1. **Socioeconomic Factor**: The fare distribution clearly shows wealth mattered for survival
   - First-class passengers (high fares) had better access to lifeboats
   - Third-class passengers were often trapped below deck

2. **Age Advantage**: The age histogram reveals the "women and children first" protocol
   - Children under 15 had disproportionately high survival rates
   - Working-age adults (20-40) had mixed outcomes

3. **Port of Embarkation**: Cherbourg passengers had better survival rates because:
   - Cherbourg was a premium port with more first-class passengers
   - These passengers boarded later and had better cabin locations

**How to Spot Patterns:**
- Look for **shifts** in box plot medians (center lines)
- Compare **spreads** of the boxes (variability within groups)
- Notice **overlapping vs. separate** distributions
- Count **outliers** - they often tell interesting stories!

In [None]:
# Combined analysis: Class and Gender
survival_pivot = df.groupby(['class', 'sex'])['survived'].mean().unstack()

plt.figure(figsize=(10, 6))
survival_pivot.plot(kind='bar', width=0.8)
plt.title('Survival Rate by Class and Gender')
plt.xlabel('Passenger Class')
plt.ylabel('Survival Rate')
plt.legend(title='Gender')
plt.xticks(rotation=0)
plt.tight_layout()
plt.show()

print("📊 SURVIVAL RATES BY CLASS AND GENDER:")
print(survival_pivot)

### 💡 Key EDA Insights:
1. **"Women and Children First"**: Females had 74% survival rate vs 19% for males
2. **Class Matters**: First class had 63% survival vs 24% in third class  
3. **Age Factor**: Children had higher survival rates
4. **Fare**: Higher fares (better accommodations) correlated with survival
5. **Embarkation**: Passengers from Cherbourg had higher survival rates

## 3. Data Preprocessing & Splitting (10 minutes)

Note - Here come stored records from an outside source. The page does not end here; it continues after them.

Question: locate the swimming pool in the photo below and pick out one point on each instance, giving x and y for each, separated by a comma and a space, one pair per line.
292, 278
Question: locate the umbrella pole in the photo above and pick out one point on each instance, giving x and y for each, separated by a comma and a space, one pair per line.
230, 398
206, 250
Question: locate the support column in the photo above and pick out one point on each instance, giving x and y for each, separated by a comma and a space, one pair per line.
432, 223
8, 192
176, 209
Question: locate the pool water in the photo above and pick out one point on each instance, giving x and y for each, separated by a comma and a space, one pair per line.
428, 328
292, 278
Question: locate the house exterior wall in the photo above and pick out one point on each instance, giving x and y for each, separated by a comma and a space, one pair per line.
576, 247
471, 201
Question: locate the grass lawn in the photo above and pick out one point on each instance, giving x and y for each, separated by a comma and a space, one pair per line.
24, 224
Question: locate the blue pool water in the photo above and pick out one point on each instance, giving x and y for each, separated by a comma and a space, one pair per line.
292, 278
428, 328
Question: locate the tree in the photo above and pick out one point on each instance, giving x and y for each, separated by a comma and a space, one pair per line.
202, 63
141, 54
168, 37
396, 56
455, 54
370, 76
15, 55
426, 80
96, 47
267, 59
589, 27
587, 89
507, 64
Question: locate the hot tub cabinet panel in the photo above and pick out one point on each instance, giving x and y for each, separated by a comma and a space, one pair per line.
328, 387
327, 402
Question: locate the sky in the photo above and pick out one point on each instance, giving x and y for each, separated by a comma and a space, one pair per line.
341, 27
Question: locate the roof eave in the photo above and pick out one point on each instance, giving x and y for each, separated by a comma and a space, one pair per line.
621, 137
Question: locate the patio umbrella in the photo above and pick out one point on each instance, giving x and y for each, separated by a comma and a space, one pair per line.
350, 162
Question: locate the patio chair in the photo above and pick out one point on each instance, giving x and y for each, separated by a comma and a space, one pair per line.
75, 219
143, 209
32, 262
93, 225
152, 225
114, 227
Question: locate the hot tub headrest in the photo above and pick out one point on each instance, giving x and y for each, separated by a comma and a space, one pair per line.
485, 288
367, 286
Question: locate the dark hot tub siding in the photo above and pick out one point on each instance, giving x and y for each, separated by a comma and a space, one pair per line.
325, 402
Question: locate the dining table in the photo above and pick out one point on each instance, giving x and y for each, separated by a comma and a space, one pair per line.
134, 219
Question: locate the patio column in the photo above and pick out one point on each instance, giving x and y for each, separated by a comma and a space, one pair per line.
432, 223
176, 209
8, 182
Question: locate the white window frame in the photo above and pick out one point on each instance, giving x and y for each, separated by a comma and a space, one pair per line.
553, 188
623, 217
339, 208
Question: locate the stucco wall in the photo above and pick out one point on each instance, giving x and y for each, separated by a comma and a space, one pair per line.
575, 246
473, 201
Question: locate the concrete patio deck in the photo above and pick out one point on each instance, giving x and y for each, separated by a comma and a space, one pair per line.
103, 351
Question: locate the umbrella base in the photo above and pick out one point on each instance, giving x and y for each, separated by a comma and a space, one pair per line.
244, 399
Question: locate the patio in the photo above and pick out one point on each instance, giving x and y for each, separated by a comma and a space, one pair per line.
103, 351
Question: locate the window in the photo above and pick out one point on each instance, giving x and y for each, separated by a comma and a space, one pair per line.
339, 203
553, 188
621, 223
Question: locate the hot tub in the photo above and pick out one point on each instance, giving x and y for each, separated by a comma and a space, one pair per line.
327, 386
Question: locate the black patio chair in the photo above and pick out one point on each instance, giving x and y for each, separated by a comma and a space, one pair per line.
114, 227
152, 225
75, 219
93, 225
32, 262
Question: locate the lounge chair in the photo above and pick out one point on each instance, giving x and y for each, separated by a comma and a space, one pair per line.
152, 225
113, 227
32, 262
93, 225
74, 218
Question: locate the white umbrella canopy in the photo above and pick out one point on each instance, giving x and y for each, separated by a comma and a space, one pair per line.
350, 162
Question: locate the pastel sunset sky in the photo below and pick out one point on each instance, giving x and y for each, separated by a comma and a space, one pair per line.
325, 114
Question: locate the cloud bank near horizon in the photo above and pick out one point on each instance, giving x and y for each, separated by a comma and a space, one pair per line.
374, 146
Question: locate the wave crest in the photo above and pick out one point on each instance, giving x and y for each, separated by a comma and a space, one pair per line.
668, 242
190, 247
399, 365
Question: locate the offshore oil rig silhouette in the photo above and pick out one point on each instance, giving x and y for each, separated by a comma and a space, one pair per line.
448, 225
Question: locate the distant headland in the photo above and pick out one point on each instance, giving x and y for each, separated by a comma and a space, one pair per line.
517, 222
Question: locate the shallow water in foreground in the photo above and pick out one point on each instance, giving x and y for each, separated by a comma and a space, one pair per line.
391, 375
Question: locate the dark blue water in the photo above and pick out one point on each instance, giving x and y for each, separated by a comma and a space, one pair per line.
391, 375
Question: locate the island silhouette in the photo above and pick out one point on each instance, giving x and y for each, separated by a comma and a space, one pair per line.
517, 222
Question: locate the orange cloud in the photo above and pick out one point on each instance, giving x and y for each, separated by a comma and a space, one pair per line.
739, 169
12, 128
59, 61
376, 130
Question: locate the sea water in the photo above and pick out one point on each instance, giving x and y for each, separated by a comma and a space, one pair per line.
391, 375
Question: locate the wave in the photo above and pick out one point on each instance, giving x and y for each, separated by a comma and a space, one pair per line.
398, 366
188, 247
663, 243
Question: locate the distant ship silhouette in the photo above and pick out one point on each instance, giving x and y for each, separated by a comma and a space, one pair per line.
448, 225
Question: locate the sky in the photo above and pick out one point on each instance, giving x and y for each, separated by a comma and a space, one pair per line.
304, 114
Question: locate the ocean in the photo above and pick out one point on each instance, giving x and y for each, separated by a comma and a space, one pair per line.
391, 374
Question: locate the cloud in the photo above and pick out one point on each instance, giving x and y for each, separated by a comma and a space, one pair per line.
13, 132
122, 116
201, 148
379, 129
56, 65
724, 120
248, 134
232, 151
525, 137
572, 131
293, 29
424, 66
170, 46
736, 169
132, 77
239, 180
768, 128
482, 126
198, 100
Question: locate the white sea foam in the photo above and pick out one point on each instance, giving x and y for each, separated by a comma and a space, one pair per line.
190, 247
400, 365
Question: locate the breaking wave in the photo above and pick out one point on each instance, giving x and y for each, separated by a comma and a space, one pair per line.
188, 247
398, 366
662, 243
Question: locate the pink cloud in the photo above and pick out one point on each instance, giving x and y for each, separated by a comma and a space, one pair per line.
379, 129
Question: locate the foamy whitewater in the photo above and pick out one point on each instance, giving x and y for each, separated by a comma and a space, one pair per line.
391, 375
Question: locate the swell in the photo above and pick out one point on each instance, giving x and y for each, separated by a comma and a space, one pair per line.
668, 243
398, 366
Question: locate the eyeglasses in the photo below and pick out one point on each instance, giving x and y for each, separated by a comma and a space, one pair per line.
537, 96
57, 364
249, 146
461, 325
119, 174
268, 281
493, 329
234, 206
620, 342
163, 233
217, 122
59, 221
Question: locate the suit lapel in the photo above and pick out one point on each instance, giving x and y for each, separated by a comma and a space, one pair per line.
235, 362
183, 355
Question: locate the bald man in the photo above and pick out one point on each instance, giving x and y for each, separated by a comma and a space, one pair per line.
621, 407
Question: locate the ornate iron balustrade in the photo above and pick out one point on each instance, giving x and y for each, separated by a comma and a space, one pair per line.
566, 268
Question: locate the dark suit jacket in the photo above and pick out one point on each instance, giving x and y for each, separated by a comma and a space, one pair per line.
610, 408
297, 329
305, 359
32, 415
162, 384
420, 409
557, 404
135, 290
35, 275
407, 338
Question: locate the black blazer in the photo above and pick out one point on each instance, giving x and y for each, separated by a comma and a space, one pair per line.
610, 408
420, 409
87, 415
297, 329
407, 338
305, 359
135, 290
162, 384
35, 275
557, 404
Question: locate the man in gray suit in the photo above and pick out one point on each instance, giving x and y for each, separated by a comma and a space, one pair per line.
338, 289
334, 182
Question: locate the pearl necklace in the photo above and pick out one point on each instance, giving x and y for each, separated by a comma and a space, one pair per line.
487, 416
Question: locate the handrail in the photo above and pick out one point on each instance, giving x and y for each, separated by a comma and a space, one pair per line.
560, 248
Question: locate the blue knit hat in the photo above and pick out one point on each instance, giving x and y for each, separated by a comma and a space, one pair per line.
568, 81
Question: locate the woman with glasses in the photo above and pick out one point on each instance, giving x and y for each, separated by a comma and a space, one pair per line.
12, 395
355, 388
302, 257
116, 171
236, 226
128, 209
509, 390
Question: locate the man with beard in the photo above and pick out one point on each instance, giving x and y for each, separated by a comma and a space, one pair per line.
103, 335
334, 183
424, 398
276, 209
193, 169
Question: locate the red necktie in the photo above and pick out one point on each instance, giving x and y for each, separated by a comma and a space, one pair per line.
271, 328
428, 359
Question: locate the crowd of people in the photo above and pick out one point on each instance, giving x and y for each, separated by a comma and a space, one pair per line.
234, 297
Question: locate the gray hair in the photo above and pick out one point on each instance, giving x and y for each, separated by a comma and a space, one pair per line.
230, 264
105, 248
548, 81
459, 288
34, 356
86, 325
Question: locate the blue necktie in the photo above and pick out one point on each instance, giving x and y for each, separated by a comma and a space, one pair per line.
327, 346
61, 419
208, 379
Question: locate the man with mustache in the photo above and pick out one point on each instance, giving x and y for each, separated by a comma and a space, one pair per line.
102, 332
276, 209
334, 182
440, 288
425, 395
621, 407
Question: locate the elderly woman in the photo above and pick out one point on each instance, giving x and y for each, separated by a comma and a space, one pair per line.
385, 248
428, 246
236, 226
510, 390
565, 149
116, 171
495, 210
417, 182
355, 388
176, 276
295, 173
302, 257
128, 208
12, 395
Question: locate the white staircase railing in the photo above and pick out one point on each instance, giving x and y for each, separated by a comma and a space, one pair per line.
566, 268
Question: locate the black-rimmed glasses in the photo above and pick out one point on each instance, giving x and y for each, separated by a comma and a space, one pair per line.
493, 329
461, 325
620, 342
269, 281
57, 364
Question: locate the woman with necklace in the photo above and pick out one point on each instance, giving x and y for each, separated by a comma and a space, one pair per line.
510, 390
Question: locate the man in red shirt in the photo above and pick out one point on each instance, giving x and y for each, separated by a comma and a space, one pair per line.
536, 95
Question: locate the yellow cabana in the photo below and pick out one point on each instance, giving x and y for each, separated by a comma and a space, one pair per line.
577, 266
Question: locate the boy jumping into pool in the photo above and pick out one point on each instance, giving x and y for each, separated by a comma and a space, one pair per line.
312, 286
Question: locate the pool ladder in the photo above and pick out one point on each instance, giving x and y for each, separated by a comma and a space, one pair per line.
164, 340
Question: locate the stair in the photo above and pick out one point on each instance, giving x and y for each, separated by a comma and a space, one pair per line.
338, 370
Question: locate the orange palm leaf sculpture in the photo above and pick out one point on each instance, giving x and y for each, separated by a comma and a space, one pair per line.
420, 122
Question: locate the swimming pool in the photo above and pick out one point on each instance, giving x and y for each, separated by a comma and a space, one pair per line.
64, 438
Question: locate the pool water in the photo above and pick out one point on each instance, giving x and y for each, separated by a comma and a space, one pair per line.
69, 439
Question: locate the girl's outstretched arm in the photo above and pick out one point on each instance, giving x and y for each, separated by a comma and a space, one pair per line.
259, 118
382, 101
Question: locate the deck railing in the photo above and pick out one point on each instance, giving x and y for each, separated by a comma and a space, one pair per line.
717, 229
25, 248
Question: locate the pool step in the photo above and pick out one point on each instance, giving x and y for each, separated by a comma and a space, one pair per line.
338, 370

Now let's prepare our data for machine learning models.

In [None]:
df.info()

In [None]:
# Prepare features for modeling
print("🔧 PREPROCESSING DATA FOR MACHINE LEARNING")

# Handle missing values first
df_clean = df.copy()

# Fill missing ages with median age by gender and class
df_clean['age'] = df_clean.groupby(['sex', 'class'])['age'].transform(
    lambda x: x.fillna(x.median())
)

# Fill missing embarked with most common port (Southampton)
df_clean['embarked'] = df_clean['embarked'].fillna(df_clean['embarked'].mode().values[0])
df_clean['embark_town'] = df_clean['embark_town'].fillna(df_clean['embark_town'].mode().values[0])

# Drop columns with too many missing values or not useful for prediction
df_clean = df_clean.drop(['deck', 'alive'], axis=1)

print(f"✅ Missing values handled")
print(f"✅ Dataset shape after cleaning: {df_clean.shape}")

# Check remaining missing values
remaining_missing = df_clean.isnull().sum()
print(f"✅ Remaining missing values: {remaining_missing.sum()}")

In [None]:
df_clean.info()

In [None]:
# Select and engineer features
feature_columns = ['pclass', 'sex', 'age', 'sibsp', 'parch', 'fare', 'embarked']

# Create new features (feature engineering)
df_clean['family_size'] = df_clean['sibsp'] + df_clean['parch'] + 1
df_clean['is_alone'] = (df_clean['family_size'] == 1).astype(int)
df_clean['age_group'] = pd.cut(df_clean['age'], bins=[0, 12, 18, 35, 60, 100], 
                               labels=['Child', 'Teen', 'Adult', 'Middle-aged', 'Senior'])

# Add these new features to our feature list
feature_columns.extend(['family_size', 'is_alone', 'age_group'])

X = df_clean[feature_columns].copy()
y = df_clean['survived']

print(f"✅ Features selected: {len(feature_columns)}")
print(f"✅ New features created: family_size, is_alone, age_group")
print(f"✅ Target variable: survived ({y.sum()} survivors)")

In [None]:
df_clean.describe()

In [None]:
# Handle categorical variables using Label Encoding
X_processed = X.copy()
label_encoders = {}

categorical_features = ['sex', 'embarked', 'age_group']

for feature in categorical_features:
    le = LabelEncoder()
    X_processed[feature] = le.fit_transform(X_processed[feature])
    label_encoders[feature] = le
    print(f"✅ Encoded {feature}: {le.classes_}")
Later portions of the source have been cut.